If $X = \mathbb{R}$, wouldn't then $\mathcal{B}$ contain the Borel subsets of $\mathbb{R}$ since any open set $O \subseteq \mathbb{R}$ is also a $G_\delta$ so that since the open sets of $\mathbb{R}$ generate the Borel Sets of $\mathbb{R}$, then $\mathcal{B}$ would at least contain the Borel subsets of $\mathbb{R}$? 
 A: With your definition of the "Baire sets" $\mathcal{B}'$ as the $\sigma$-algebra generated by the $G_\delta$-sets, what we obtain is the $\sigma$-algebra $\mathcal{B}$ of Borel sets.

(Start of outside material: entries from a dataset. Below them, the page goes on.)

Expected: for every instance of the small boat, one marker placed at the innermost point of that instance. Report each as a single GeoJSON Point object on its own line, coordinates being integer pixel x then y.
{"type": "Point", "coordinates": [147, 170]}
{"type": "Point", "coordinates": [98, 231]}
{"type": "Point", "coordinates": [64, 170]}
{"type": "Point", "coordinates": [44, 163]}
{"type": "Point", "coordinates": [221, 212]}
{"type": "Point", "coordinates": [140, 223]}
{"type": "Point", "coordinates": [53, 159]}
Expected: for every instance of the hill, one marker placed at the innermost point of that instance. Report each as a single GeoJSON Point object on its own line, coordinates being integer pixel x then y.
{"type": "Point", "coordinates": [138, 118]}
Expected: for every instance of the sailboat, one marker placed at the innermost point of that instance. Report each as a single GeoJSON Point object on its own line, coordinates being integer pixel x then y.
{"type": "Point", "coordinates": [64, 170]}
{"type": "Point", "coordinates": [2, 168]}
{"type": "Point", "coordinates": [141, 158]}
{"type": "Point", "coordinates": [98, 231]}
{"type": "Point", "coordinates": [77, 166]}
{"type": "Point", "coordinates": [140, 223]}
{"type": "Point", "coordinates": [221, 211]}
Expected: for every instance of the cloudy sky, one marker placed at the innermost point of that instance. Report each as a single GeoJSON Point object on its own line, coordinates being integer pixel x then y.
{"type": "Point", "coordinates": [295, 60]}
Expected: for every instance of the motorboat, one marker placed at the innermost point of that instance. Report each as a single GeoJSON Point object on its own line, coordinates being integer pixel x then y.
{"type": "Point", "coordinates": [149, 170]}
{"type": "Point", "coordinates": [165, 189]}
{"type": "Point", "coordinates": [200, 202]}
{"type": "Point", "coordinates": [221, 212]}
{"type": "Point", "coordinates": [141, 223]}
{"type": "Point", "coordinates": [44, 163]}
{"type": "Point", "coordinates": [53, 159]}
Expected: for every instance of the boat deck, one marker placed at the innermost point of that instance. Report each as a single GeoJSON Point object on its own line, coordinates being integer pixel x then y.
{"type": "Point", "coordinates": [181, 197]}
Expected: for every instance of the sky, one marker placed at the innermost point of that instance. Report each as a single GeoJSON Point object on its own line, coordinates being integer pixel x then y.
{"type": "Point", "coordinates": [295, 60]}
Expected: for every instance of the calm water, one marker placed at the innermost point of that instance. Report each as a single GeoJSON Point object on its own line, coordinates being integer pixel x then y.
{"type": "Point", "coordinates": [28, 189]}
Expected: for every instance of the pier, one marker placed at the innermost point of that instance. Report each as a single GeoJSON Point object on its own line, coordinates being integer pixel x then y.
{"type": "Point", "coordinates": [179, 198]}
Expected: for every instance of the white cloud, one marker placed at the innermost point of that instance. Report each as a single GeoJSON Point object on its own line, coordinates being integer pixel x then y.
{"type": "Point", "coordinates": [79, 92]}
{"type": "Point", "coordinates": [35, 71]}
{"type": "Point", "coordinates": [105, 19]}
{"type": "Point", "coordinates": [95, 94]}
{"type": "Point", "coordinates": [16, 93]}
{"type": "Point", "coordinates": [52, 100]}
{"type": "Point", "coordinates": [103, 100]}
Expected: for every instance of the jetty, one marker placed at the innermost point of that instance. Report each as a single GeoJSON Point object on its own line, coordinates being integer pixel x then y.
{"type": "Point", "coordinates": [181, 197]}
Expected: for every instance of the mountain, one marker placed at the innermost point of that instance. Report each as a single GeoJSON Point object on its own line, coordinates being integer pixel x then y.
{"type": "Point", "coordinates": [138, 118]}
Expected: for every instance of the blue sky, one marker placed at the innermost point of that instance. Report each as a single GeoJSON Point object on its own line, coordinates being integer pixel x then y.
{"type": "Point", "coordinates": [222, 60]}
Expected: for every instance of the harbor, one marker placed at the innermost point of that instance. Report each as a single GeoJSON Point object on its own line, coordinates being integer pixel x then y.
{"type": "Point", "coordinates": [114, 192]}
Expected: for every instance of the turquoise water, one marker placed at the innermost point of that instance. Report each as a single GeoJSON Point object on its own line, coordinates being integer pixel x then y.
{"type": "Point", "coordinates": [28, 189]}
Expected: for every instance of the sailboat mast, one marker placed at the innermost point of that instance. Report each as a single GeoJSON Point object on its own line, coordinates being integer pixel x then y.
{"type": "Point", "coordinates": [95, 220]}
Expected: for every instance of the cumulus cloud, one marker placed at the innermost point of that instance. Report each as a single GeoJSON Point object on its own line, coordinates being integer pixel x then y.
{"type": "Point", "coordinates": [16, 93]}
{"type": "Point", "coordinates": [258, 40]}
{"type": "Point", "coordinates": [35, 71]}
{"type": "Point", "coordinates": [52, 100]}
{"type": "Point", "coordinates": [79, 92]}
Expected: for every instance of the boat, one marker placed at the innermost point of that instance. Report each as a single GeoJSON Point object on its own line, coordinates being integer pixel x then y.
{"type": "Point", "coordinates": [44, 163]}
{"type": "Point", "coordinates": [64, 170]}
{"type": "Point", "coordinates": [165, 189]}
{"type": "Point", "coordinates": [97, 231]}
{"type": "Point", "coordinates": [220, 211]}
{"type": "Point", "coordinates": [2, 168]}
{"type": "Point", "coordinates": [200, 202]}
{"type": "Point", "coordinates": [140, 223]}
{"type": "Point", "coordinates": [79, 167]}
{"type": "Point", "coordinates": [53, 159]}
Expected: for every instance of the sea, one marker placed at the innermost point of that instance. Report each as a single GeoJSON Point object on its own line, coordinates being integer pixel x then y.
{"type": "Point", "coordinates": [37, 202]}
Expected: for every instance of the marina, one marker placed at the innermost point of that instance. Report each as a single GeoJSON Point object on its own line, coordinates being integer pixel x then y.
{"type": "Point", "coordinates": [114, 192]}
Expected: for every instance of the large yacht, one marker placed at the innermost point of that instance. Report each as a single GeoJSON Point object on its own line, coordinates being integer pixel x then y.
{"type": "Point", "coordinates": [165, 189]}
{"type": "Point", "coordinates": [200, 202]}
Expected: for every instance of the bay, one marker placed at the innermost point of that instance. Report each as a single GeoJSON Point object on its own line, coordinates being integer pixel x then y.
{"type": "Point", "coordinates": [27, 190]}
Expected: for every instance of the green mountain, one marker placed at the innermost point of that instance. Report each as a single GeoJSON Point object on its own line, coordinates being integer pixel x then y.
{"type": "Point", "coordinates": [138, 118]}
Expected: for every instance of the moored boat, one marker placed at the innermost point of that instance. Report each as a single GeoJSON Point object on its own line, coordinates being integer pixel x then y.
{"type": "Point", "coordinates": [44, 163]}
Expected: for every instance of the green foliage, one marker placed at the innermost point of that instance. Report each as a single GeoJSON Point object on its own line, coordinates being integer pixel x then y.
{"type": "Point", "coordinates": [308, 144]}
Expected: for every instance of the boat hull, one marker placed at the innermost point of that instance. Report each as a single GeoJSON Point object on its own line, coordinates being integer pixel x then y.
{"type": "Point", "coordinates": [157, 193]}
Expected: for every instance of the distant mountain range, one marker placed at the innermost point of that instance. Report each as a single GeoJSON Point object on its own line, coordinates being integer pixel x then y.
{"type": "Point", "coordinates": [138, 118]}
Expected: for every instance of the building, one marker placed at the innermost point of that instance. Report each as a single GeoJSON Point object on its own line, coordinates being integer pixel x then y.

The reason is that $\mathcal{B}'$ contains the open sets, as you observed, so $\mathcal{B}' \supseteq \mathcal{B}$ and since the Borel $\sigma$-algebra $\mathcal{B}$ contains the open sets and is closed under taking countable intersections it follows that $\mathcal{B}$ contains all $G_\delta$-sets, so $\mathcal{B} \supseteq \mathcal{B}'$. Therefore $\mathcal{B} = \mathcal{B}'$ and it would make no sense to distinguish the two concepts.
The usual definition of the Baire $\sigma$-algebra $\mathcal{Ba}$ (in a locally compact Hausdorff space $X$) is the $\sigma$-algebra generated by the compact $G_\delta$-sets, or, equivalently, the $\sigma$-algebra making all continuous functions with compact support measurable. Since the $\sigma$-algebra $\mathcal{B}$ of Borel sets contains all closed sets, it contains all compact subsets of a Hausdorff space, so we always have the inclusion $\mathcal{B} \supseteq \mathcal{Ba}$.
With the first description we can see that in $\mathbb{R}$ the Borel sets and the Baire sets coincide: compact intervals $[a,b]$ are countable intersections of open intervals: $[a,b] = \bigcap_{n=1}^\infty\left(a-\frac{1}{n}, b+\frac{1}{n}\right)$, so every compact interval is a compact $G_\delta$, hence $[a,b] \in \mathcal{Ba}(\mathbb{R})$ whenever $a \leq b$. Furthermore, every open subset of $\mathbb{R}$ is a countable union of open intervals and every open interval $(a,b)$ can be written as $(a,b) = \bigcup_{n=1}^\infty \left[a+ \frac{1}{n}, b-\frac{1}{n}\right]$ which shows that $(a,b) \in \mathcal{Ba}(\mathbb{R})$ and hence $\mathcal{Ba}(\mathbb{R})$ contains all open subsets of $\mathbb{R}$, so $\mathcal{Ba}(\mathbb{R}) \supseteq \mathcal{B}(\mathbb{R})$.
This easily generalizes to $\mathbb{R}^n$ and, more generally, $\mathcal{Ba}(X) = \mathcal{B}(X)$ holds in every second countable locally compact Hausdorff space.
Here are two simple examples you should think about:


*

*For every discrete space $X$ we have $$\mathcal{Ba}(X) = \{A \subseteq X : \text{ either } A \text{ is countable or } X \setminus A \text{ is countable}\}$$
while the $\sigma$-algebra of $X$ is $\mathcal{B}(X) = \mathcal{P}(X)$, the power set of $X$. In particular, $\mathcal{Ba}(X) \subsetneqq \mathcal{B}(X)$ whenever $X$ is uncountable.

*If you take the one-point compactification $X^\ast = X \cup \{\infty\}$ of an uncountable discrete space $X$ then $\{\infty\} \in X^\ast$ is a standard example of a compact set which is not a $G_\delta$-set.